An Illustrated Guide to Cryptographic Hashes
by Steve Friedl
15 pages of text
Update 2006.02.11: clearer explanation of CTFP preimage resistance.
This is a very good introduction to what a hash algorithm is, what it is for and what collisions are all about. It does not cover specific details, only the general understanding. It’s a quick read so I’ll forgo summarizing the contents.
The article explains the common terms used in most papers that discuss collisions. These terms are used to classify the type of collision attacks possible and are necessary to understand when reading other papers:
- Collision resistance measures how difficult it is to create two inputs which produce any hash value which is the same for both inputs. In this scenario the attacker can control both inputs.
- Preimage resistance measures how difficult it is to create one input which matches the hash value of an unknown input. Here the attacker does not know the other input and is restricted by needing to create a specific hash value.
- Second preimage resistance measures how difficult it is to create one input which matches the hash value of a known input. Here the attacker can see both inputs but only controls one. Attacker is still restricted by having to create an input which matches the specific hash value of the other. However, knowing the input that produced the hash might be of assistance.
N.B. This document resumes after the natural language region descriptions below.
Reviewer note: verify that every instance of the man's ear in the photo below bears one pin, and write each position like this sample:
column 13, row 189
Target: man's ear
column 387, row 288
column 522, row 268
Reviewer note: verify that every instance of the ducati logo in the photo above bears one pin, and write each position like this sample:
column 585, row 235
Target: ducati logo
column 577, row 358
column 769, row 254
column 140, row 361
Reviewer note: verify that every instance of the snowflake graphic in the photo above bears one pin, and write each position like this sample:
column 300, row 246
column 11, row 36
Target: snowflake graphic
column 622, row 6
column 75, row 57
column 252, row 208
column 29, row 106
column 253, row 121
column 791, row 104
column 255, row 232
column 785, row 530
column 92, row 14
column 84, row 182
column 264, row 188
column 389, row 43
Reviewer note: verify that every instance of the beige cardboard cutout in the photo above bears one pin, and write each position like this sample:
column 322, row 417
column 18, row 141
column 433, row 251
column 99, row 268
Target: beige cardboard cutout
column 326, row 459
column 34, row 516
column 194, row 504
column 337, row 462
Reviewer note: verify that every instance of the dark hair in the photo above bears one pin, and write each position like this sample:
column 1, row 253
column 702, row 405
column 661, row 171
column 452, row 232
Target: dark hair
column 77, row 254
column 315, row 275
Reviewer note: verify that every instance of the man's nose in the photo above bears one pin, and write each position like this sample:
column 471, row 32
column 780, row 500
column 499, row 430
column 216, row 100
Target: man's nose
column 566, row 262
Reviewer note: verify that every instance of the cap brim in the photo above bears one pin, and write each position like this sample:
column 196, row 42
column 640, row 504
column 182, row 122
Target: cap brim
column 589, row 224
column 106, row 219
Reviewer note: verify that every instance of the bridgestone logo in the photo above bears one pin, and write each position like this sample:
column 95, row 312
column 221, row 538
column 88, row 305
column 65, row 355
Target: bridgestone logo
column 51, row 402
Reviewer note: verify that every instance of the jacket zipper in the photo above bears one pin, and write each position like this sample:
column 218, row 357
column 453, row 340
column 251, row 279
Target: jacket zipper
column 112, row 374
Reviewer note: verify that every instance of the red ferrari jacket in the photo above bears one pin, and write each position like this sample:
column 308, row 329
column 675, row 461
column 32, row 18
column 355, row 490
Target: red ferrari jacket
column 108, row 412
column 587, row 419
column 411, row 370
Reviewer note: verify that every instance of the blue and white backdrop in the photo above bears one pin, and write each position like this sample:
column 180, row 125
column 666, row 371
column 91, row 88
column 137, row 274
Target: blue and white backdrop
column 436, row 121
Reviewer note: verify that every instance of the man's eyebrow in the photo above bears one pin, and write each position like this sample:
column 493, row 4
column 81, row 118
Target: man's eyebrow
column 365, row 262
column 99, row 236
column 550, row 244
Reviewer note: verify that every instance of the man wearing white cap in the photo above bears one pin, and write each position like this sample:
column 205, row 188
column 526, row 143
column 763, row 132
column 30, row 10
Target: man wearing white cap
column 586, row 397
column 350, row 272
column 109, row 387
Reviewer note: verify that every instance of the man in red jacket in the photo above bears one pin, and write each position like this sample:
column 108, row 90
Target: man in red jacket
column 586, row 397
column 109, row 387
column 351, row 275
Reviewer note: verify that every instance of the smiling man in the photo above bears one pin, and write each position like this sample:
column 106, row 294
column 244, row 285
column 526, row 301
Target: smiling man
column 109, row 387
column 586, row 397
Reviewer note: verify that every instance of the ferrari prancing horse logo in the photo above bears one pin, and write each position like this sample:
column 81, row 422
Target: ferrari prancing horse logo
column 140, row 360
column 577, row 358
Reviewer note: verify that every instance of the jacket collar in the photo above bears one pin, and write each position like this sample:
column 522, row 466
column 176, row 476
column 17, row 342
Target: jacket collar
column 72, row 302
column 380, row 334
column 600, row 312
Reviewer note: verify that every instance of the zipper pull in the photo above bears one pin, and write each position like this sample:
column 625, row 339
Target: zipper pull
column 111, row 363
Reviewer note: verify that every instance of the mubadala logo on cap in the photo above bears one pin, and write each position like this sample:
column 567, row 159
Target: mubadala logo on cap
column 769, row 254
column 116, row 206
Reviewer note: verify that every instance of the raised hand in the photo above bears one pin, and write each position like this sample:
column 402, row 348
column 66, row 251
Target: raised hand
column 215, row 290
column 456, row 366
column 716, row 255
Both preimage and second preimage are similar in that the objective is to get one input to match a predefined hash which is not controlled by the attacker. Also, in the Herding Hash Functions by John Kelsey and Tadayoshi Kohno they that there is a 4rth resistance value:
- Chosen Target Forced Prefix preimage resistance measures how difficult it is to create a collision when the first input is known while the second input is not know yet. This is similar to preimage resistance except that here the attacker controls the first input and not the second. Well, almost. The attacker is permitted to append data to the second input. The attacker must determine the hash first using the first input and then “herd” the second input to the same hash. Herding is done by adding data to the second input to make it collide. Is a process that involves carefully predetermining the first input and using internal states from its hash generation in the appended data to the second.